The beige book, which is compiled from reports from the 12 district Fed banks, cited signs of strength in retail sales, manufacturing, and home sales.

But Anthony Karydakis, a senior economist at First Chicago, said the optimistic comments in the Fed report book were all qualified.

"It's striking how cautious the tone of the overall report is," Mr. Karydakis said. "It definitely doesn't challenge the view that the recovery that seems to be getting underway will be a slow and unimpressive one."

The market also was unperturbed by the details of next week's auctions.

The Treasury announced yesterday afternoon that it will sell $12.5 billion of two-year notes next Tuesday, a $250 million increase from May's two-year auction, and $9.5 billion of five-year notes next Wednesday, unchanged from the five-year sale in May.

In fact, the current two-year improved after the auction announcement, but traders said some of the bid reflected the short squeeze in the current two-year.

That situation makes it expensive to borrow the two-year notes, which discouraged participants from selling the current issue and moving into the when-issued two-year, traders said.

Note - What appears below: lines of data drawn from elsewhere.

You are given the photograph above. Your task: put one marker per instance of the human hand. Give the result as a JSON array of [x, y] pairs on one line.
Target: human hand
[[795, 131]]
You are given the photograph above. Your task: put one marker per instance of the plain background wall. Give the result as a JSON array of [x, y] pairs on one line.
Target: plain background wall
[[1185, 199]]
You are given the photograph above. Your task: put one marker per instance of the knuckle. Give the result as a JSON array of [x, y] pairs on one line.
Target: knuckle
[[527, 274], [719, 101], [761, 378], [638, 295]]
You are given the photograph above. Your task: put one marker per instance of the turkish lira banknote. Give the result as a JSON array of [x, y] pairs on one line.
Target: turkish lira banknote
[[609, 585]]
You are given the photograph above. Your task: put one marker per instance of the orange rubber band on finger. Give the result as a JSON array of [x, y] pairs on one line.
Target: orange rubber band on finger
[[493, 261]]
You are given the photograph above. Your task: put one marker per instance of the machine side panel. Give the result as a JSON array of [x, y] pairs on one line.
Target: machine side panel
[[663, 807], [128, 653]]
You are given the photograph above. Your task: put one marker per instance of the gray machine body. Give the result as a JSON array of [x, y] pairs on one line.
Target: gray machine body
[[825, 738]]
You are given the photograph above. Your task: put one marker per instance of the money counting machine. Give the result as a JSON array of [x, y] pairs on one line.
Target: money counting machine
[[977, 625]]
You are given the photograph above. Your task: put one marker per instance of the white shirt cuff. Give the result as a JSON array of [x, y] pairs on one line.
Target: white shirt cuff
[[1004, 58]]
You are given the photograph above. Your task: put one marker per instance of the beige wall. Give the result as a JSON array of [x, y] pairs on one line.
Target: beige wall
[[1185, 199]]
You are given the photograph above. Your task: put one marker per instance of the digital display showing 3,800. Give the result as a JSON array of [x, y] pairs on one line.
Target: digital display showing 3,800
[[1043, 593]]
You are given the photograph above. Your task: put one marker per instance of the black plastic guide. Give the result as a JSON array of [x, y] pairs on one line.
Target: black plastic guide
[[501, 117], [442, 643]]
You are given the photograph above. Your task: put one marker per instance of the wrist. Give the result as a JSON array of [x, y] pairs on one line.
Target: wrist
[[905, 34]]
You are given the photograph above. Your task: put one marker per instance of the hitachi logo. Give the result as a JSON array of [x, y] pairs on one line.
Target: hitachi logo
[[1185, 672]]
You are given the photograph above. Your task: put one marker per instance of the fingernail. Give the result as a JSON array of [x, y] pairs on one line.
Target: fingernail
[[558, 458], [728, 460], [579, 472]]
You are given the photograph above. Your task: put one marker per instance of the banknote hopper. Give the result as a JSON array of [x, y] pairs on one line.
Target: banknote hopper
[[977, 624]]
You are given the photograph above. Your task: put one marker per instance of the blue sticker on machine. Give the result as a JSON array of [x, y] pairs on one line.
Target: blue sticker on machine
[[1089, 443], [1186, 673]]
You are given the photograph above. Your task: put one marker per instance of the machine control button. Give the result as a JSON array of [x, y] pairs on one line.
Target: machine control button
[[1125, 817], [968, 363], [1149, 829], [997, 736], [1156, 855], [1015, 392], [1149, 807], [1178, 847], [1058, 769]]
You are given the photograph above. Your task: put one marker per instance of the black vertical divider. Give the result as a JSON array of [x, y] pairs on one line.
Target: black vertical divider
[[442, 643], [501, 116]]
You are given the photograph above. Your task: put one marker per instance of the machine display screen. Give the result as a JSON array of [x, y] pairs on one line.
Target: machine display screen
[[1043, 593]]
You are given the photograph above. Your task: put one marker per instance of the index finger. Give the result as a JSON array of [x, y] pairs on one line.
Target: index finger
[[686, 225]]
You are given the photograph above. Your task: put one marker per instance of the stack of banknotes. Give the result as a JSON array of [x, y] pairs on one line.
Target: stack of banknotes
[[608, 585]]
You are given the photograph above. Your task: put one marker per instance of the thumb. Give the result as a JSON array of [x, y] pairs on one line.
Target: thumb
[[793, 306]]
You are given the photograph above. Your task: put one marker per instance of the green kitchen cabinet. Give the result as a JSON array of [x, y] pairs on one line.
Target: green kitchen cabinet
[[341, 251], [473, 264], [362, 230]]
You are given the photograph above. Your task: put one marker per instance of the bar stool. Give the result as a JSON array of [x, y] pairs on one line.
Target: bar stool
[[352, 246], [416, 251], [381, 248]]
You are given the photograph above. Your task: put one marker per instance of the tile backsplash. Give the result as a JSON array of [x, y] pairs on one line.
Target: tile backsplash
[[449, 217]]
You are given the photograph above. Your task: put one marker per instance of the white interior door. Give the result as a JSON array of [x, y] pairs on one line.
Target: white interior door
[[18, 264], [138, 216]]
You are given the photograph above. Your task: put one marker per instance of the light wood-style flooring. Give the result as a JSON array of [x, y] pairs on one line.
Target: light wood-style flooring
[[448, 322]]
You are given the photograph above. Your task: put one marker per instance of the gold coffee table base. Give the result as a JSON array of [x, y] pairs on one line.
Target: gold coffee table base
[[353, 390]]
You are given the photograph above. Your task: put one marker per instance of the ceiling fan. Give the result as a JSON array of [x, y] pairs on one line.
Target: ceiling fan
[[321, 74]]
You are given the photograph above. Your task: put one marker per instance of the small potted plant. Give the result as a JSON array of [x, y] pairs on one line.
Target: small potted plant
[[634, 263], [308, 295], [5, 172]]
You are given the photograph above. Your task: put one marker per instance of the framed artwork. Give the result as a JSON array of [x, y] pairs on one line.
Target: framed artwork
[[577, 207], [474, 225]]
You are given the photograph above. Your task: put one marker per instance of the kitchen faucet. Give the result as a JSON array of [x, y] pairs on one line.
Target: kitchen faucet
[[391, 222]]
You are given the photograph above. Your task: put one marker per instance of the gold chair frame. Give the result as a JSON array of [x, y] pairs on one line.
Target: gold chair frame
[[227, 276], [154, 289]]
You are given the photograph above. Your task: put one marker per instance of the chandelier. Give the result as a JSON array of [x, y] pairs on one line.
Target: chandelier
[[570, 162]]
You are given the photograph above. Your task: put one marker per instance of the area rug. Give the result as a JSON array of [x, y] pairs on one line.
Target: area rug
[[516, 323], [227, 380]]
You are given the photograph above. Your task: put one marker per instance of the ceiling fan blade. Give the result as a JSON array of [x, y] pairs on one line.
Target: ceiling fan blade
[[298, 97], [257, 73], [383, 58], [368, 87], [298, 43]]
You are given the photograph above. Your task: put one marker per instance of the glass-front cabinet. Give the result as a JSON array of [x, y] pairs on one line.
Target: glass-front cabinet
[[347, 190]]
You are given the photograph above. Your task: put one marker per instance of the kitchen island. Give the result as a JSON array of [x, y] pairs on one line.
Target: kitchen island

Late yesterday, the when-issued two-year was quoted at 6.96%, far cheaper than the 6.8% yield on the current two-year.

Bill prices got a boost from the losses in the stock market yesterday and from reinvestment of the $7 billion cash management issue maturing today, a bill trader said.

The Dow Jones Industrial Average closed 31.31 points lower, at 2,955.50.

The only news today is the weekly jobless claims figure.

Last week, claims fell 38,000, to 401,000, and "people would like to see a full offset of the decline," Mr. Karydakis said.

Six analysts surveyed by The Bond Buyer on average expect claims to rebound 27,000, to 428,000.

The September bond future contract closed 1/32 higher, at 92 20/32.

In the cash market, the 30-year 8 1/8% bond was 1/8 higher, at 95 26/32-95 30/32, to yield 8.50%.

The 8% 10-year note was unchanged at 97 25/32-97 29/32, to yield 8.31%.

The three-year 7% note was up 5/32, at 99 2/32--99 4/32, to yield 7.33%.

Rates on Treasury bills were lower, with the three-month bill down five basis points at 5.57%, the six-month bill off four basis point at 5.76%, and the year bill down four basis points at 6.31%.

Raphael de la Gueronniere was elected chairman of the board and chief executive officer of Discount Corp. of New York, a primary dealer of government securities, the firm said yesterday.

He will replace Edward Sawicz, who resigned in April.

Mr. de la Gueronniere, 38 currently is a managing director at William E. Simon & Sons.

Previously, he worked for four years at Paine-Webber Inc., where he headed fixed-income trading. He started his career at Mogan Guaranty Trust Co., where he worked for 11 years.

Also yesterday, Discount Corp. announced a dividend of 10 cents per share, matching the dividend announced last June.